Entre o quarto trimestre de 2017 e o primeiro de 2018 houve aumento da parcela de empresas que preveem investir mais, de 26,6% para 34,7%, acompanhado do aumento, em menor magnitude, da proporção das que preveem investir menos, de 10,6% para 11,0%. 

Na Sondagem de Investimentos da FGV IBRE, as empresas industriais também são consultadas trimestralmente sobre o grau de certeza quanto à execução do plano de investimentos nos 12 meses seguintes.

No primeiro trimestre de 2018, a proporção de empresas certas quanto à execução do plano de investimentos foi de 33,4%, superando a parcela de 19,2% de empresas incertas. 

O saldo de 14,2 pontos percentuais (p.p.) representa o melhor resultado desde o quarto trimestre de 2015. No trimestre anterior, o saldo havia sido de apenas 1,5 p.p., com proporções de 26,8% e 25,3%, respectivamente. 

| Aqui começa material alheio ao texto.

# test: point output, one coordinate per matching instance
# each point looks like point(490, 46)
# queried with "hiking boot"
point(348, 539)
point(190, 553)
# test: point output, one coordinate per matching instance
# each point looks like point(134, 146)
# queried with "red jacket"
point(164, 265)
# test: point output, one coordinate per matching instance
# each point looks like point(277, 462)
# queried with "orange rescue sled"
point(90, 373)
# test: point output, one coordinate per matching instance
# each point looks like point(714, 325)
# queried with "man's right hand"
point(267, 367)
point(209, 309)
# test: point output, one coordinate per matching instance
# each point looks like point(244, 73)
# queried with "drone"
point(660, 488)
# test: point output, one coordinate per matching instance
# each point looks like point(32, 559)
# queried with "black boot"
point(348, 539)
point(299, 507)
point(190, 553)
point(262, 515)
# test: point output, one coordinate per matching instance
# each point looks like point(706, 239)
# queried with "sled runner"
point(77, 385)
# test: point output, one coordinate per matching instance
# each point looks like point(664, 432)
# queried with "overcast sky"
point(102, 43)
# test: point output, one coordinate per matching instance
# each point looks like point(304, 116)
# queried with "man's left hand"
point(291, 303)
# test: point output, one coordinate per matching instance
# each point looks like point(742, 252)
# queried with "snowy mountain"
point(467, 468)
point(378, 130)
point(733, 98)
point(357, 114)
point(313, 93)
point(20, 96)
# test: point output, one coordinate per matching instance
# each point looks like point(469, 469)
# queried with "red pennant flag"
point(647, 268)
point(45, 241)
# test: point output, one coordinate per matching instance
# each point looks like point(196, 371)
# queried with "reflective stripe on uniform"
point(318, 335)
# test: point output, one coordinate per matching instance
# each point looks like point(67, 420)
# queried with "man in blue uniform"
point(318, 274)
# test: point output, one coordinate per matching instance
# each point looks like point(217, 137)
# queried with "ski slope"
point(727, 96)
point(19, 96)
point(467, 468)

O resultado geral da pesquisa reforça o cenário mais favorável ao investimento que vinha se desenhando nos últimos meses. Houve avanço da intenção de realização de investimentos e redução da parcela de empresas incertas para o segundo menor valor da série. 

Ainda assim, há que se considerar os riscos ainda elevados no ambiente político com potencial para afetar de alguma forma o ambiente econômico levando a reavaliações sobre dos programas de investimento.